Mrs. Forrester meditated for a little while and then, owning to a certain mutual recognition of facts, she said: "I don't believe that it's a great passion; but I think that a woman like Mercedes, a genius of that scope, needs always to feel in her life the elements of a 'situation'—and life always provides such women with a choice of situations. They are stimulants. Mr. Drew and his like, with whatever unrest and emotion they may cause her, nourish her art. Even a great passion would be a tempest that filled her sails and drove her on; in the midst of it she would never lose the power of steering. She has essentially the strength and detachment of genius. She watches her own emotions and makes use of them. Did you ever hear her play more magnificently than on Friday?
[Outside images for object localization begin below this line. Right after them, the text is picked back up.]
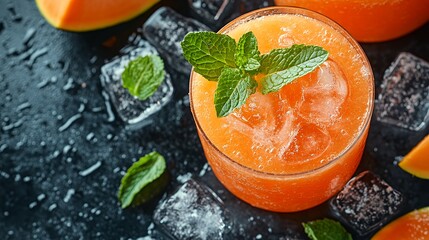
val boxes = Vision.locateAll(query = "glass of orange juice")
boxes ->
[190,7,374,212]
[274,0,429,42]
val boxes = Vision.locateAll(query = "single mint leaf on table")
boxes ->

If Mr. Drew y était pour quelque chose, it was in the sense that she made mincemeat of him and presented us in consequence with a magnificent sausage."
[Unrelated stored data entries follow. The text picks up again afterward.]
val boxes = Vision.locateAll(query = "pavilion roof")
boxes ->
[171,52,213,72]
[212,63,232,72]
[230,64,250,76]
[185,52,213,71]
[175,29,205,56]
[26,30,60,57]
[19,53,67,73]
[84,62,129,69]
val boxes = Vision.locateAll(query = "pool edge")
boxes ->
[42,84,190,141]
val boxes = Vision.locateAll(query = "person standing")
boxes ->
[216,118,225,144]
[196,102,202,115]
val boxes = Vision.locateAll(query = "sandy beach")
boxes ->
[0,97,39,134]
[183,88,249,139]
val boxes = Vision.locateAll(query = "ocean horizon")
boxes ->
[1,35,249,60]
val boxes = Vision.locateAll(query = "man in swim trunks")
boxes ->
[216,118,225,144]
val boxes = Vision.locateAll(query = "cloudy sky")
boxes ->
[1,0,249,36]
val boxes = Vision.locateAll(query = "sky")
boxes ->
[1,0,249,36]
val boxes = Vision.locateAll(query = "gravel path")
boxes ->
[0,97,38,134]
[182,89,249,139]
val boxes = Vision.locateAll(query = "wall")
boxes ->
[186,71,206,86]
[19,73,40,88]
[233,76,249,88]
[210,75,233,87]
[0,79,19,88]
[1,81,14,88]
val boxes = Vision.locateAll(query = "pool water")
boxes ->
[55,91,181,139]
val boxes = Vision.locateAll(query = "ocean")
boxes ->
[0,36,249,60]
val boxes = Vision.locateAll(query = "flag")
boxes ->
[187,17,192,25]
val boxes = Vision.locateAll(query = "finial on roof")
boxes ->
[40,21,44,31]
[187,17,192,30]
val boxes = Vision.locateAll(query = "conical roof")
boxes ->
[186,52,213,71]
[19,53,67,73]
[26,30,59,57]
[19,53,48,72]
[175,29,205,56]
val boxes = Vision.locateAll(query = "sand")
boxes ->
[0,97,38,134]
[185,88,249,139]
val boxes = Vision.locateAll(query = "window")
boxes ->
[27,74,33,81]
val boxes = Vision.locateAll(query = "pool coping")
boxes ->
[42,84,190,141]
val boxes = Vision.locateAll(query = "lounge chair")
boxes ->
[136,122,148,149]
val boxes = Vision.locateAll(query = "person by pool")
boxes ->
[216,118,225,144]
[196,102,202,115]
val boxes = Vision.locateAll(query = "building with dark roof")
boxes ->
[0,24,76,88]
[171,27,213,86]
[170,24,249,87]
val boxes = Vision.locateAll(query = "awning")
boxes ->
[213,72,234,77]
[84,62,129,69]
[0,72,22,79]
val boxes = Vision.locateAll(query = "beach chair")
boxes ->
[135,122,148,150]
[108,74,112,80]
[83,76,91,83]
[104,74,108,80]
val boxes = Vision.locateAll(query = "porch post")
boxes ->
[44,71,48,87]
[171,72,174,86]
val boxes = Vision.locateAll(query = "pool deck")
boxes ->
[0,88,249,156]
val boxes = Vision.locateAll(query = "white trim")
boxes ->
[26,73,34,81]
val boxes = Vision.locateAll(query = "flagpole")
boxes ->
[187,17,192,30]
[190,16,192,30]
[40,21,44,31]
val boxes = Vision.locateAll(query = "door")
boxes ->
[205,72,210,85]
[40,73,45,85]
Miss Scrotton, who had somewhat forgotten her personal grievance in the exhilaration of these analyses, granted the sausage and granted that Mercedes made mincemeat of Mr. Drew—and of her friends into the bargain. "But my contention and my fear is," she said, "that he will make mincemeat of her before he is done with her."

Miss Scrotton did not rank highly for wisdom in Mrs. Forrester's estimation; but for her perspicacity and intelligence she had more regard than she cared to admit. Echoes of Eleanor's distrusts and fears remained with her, and, though it was but a minor one, such an echo vibrated loudly on Monday afternoon when Betty Jardine appeared at tea-time with Karen.
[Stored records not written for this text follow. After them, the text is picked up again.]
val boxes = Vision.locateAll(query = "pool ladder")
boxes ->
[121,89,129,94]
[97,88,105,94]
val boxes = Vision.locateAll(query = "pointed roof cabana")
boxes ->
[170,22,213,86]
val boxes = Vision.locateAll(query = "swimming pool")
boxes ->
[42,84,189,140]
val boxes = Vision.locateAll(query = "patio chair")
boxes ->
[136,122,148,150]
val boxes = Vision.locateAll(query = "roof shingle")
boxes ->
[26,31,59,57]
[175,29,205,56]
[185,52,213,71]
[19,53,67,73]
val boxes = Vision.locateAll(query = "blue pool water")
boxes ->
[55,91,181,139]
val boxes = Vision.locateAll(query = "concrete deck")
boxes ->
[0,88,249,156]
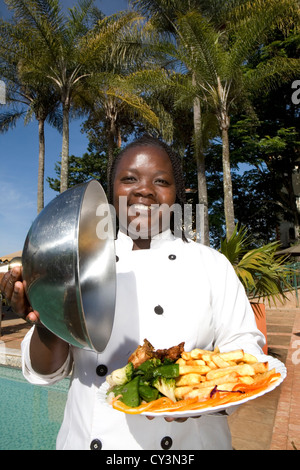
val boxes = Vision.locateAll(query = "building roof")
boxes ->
[0,250,22,263]
[277,244,300,255]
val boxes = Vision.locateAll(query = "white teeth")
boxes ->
[130,204,153,211]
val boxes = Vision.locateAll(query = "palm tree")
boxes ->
[5,0,142,193]
[75,11,176,173]
[132,0,221,246]
[0,19,62,213]
[4,0,92,193]
[132,0,300,241]
[161,4,300,240]
[76,69,163,174]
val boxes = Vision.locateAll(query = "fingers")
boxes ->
[165,415,201,422]
[147,416,188,423]
[26,310,40,323]
[0,267,22,299]
[164,417,188,423]
[10,280,29,317]
[0,267,39,323]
It was the afternoon that Karen had promised to Betty, and when this fact had been made known to Tante it was no grievance and no protest that she showed, only a slight hesitation, a slight gravity, and then, as if with cheerful courage in the face of an old sadness: "Eh bien," she said. "Bring her back here to tea, ma chérie. So I shall come to know this new friend of my Karen's better."

Betty was not at all pleased at being brought back to tea. But Karen asked her so gravely and prettily and said so urgently that Tante wanted especially to know her better, and asked, moreover, if Betty would let her come to lunch with her instead of tea, so that they should have their full time together, that Betty once more pocketed her suspicions of a design on Madame von Marwitz's part. The suspicion was there, however, in her pocket, and she kept her hand on it rather as if it were a small but efficacious pistol which she carried about in case of an emergency. Betty was one who could aim steadily and shoot straight when occasion demanded. It was a latent antagonist who entered Mrs. Forrester's drawing-room on that Monday afternoon, Karen, all guileless, following after. Mrs. Forrester and the Baroness were alone and, in a deep Chesterfield near the tea-table, Madame von Marwitz leaned an arm, bared to the elbow, in cushions and rested a meditative head on her hand. She half rose to greet Betty. "This is kind of you, Lady Jardine," she said. "I feared that I had lost my Karen for the afternoon. Elle me manque toujours; she knows that." Smiling up at Karen she drew her down beside her, studying her with eyes of fond, maternal solicitude. "My child looks well, does she not, Mrs. Forrester? And the pretty hat! I am glad not to see the foolish green one."

"Oh, I like the green one very much, Tante," said Karen. "But you shall not see it again."